Потрепав меня за вихры, встаёт и на ходу оборачивается:
— Позавтракаешь со мной?
Я угумкаю и мчусь в ванную.
Проводив маму, решил продолжить читать книгу, заброшенную с лета. Это была книга Дэна Симмонса «Падение Гипериона». Межзвёздные войны, гробницы, паломники к этим самым гробницам, неожиданные повороты — всё, что я люблю! Всё, что унесёт меня далеко от реальной жизни и от моих переживаний.
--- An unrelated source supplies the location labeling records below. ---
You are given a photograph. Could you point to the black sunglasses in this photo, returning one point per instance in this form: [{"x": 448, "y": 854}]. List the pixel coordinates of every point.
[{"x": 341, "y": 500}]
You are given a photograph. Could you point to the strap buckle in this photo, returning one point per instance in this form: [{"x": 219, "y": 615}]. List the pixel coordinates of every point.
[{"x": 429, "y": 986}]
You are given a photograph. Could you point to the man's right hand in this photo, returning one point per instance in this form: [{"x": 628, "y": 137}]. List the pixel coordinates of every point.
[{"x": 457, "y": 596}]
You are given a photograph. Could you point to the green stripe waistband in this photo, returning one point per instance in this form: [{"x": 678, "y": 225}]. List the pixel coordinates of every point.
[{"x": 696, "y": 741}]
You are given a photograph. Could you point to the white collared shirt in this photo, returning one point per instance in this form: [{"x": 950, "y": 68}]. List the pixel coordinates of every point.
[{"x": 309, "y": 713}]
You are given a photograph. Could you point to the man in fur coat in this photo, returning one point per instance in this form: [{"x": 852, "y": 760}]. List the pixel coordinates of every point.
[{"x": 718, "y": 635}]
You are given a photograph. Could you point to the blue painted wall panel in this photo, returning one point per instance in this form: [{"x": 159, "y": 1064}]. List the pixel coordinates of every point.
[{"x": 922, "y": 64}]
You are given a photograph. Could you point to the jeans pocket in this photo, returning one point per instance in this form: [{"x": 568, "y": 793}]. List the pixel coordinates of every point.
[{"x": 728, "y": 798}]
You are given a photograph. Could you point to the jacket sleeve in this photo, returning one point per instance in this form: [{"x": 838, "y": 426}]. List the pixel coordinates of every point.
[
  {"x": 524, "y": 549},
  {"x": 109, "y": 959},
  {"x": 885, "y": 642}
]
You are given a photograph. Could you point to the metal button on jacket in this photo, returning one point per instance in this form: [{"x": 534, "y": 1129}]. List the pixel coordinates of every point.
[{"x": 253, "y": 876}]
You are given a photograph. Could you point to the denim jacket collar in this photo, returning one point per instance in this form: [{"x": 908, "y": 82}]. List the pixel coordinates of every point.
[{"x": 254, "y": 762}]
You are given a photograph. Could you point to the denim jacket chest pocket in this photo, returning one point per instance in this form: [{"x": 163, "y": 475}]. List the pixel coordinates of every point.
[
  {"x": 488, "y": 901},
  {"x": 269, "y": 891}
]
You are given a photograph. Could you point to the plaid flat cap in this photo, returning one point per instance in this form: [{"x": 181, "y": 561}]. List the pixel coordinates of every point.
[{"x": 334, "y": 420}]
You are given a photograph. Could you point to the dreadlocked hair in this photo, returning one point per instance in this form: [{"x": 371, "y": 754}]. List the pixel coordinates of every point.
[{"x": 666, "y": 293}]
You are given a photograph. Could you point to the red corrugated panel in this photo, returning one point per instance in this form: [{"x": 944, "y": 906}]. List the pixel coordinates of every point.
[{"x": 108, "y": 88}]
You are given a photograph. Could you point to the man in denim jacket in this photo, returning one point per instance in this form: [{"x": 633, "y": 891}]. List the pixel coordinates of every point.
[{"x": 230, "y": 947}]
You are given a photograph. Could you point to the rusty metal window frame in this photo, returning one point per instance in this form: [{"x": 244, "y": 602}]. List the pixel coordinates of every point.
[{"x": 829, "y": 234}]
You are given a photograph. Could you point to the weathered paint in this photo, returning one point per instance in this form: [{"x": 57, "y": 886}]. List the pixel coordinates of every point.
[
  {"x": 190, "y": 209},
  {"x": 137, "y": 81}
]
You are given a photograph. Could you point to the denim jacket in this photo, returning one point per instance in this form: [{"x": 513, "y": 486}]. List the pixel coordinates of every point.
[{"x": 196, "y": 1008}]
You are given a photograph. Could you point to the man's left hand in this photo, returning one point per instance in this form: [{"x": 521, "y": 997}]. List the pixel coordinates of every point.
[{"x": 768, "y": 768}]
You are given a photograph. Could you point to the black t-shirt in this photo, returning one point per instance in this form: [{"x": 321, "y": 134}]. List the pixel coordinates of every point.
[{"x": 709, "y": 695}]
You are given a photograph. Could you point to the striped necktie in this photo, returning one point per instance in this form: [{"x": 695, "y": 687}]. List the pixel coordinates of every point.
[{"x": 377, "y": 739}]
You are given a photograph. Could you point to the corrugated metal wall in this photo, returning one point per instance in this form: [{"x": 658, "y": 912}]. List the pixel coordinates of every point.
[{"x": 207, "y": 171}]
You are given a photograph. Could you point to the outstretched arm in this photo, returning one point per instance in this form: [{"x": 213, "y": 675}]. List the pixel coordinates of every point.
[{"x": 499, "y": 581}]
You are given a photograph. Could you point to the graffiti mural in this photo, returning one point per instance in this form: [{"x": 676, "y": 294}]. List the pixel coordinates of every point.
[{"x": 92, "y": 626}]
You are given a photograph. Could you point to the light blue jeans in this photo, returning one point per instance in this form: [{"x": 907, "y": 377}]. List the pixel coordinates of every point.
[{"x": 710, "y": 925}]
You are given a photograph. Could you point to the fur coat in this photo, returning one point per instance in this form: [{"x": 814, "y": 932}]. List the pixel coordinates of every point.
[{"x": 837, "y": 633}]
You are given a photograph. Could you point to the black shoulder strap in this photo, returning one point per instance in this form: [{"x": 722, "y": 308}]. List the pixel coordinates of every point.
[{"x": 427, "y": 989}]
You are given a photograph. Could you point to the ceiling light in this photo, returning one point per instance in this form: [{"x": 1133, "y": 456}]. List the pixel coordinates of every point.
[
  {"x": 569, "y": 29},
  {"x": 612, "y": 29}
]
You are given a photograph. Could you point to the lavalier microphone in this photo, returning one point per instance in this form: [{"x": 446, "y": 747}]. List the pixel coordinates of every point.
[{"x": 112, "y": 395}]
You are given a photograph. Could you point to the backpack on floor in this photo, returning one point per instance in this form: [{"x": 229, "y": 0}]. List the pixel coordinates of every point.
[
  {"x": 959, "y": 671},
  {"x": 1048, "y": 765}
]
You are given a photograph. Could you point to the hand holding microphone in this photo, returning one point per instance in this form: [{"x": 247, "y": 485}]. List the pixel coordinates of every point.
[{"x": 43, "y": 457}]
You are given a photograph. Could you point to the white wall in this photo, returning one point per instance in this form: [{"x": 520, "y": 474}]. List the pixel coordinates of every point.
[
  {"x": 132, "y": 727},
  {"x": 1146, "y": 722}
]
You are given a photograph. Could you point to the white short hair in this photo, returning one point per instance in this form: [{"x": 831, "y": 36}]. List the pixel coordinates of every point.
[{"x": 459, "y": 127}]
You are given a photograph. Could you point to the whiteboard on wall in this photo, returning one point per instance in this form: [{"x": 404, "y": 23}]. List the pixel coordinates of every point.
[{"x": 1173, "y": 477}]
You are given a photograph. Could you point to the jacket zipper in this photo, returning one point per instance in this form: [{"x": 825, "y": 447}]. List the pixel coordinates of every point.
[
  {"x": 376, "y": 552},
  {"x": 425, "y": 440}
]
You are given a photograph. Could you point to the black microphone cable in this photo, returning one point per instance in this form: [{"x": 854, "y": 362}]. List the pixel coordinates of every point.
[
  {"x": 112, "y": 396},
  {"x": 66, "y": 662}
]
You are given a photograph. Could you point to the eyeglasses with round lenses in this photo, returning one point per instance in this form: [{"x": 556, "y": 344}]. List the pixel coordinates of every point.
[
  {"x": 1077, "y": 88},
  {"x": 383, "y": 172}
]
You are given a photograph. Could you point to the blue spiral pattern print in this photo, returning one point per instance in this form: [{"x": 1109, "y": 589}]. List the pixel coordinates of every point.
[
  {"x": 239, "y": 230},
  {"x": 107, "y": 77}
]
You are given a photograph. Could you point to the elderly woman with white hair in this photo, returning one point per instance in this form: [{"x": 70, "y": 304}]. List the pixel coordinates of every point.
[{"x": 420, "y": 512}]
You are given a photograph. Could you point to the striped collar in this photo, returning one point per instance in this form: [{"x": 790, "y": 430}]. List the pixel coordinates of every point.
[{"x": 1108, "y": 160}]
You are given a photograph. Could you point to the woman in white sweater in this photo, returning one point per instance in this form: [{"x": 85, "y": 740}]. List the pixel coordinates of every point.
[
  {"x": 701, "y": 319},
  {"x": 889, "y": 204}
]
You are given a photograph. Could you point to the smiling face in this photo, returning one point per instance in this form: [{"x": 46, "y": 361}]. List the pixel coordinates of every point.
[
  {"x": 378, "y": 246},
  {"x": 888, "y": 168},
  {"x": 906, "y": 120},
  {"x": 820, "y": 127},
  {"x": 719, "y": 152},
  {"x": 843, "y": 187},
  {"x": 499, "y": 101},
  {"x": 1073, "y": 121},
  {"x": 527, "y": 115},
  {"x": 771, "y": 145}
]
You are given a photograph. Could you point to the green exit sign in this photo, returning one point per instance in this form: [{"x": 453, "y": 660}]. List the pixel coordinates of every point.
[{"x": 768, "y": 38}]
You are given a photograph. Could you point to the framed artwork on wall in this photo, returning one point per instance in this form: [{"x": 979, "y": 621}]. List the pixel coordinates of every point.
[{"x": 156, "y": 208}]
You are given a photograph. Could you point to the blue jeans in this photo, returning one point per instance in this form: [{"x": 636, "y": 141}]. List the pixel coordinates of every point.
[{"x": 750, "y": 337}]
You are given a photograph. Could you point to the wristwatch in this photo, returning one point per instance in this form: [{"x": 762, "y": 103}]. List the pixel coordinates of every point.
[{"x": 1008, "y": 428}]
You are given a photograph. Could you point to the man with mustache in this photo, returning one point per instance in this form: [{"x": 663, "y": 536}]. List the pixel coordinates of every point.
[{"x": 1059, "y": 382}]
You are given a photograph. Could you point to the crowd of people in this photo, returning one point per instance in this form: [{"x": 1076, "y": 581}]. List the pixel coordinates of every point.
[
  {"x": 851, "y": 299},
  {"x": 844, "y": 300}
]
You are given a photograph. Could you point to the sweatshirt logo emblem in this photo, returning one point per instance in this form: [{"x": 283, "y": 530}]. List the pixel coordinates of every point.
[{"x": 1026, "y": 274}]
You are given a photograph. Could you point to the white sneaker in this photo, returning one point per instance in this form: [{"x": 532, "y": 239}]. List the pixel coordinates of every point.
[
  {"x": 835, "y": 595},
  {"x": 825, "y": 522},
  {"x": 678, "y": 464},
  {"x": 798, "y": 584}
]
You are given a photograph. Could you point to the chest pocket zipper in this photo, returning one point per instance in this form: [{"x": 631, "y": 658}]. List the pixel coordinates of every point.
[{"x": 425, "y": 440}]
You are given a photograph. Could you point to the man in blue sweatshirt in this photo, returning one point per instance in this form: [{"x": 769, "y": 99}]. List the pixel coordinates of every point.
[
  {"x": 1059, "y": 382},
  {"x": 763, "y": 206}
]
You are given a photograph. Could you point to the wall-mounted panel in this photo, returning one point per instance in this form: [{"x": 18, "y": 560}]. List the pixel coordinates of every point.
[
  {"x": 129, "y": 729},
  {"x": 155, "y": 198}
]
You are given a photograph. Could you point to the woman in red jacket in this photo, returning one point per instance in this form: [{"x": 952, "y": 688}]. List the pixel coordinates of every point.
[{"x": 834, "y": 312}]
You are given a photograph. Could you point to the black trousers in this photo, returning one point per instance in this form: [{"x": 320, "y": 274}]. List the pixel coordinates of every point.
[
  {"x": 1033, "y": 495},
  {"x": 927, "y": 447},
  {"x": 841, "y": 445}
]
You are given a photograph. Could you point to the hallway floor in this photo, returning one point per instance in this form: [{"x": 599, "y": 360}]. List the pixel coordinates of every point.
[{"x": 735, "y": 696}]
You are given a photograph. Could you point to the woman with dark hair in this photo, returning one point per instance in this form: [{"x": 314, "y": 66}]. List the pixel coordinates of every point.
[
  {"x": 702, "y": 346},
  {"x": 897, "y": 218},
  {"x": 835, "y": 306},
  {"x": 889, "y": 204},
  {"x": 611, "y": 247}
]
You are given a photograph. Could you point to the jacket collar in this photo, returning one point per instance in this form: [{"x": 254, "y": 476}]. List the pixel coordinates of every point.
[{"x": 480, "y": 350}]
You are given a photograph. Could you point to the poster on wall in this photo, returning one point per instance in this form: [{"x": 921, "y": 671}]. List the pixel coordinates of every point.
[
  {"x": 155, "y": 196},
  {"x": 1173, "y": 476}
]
От чтения меня отвлекло урчание моего голодного желудка. Был уже полдень, а я и не заметил, как пролетело время. Пошёл на кухню. Суп разогревать не хотелось, поэтому бросил на тарелку пару пирожков с картошкой, испечённых вчера мамой для тяжело больного сыночка, и пару сосисок. Всё это сунул в микроволновку и поставил чайник на плиту. Добавить к этому яблоко — и обед не хуже, чем в «Рапсодии». И никаких Эликов с их кривыми ухмылками!
Мои размышления прервал рингтон телефона. Я посмотрел, кому понадобился… Оказалось — Ксюше. Брать трубу не хотелось, а Хулио Иглесиас всё продолжал петь о вальсе.
Взял. Поболтали ни о чём, потом она пригласила меня в кино. Вот чесслово, идти никуда не хотелось, тем более с Ксюшей после того идиотского поцелуя, но она была настойчива, сказав, что всё понимает (умная девочка!) и ни на что не претендует, кроме дружбы. А в этом я ей отказать не могу. Это, опять же, она сказала, не я.
Вот как с женщинами трудно! Мужика послал, и всё понятно: либо просто уйдёт, либо в глаз даст и уйдёт. Ну, я не про босоту щас, любителей захаживать на наш квартал и сорить семечками — те ваще слов не понимают. С женщинами же я обращаться не умел совершенно — всё равно, что мыть хрустальные бокалы: обязательно один разобьёшь!
В общем, согласился я на это кино, договорились через два часа встретиться в фойе «Факела».
Показывали «Врата», типа ужастик с фантастикой. Как раз по мне. Схожу, так и быть, и заодно поговорю с Ксюхой: незачем нам с ней встречаться и по киношкам разгуливать — ну не моё это! А пока, поев, оделся заранее для выхода и опять принялся за книгу.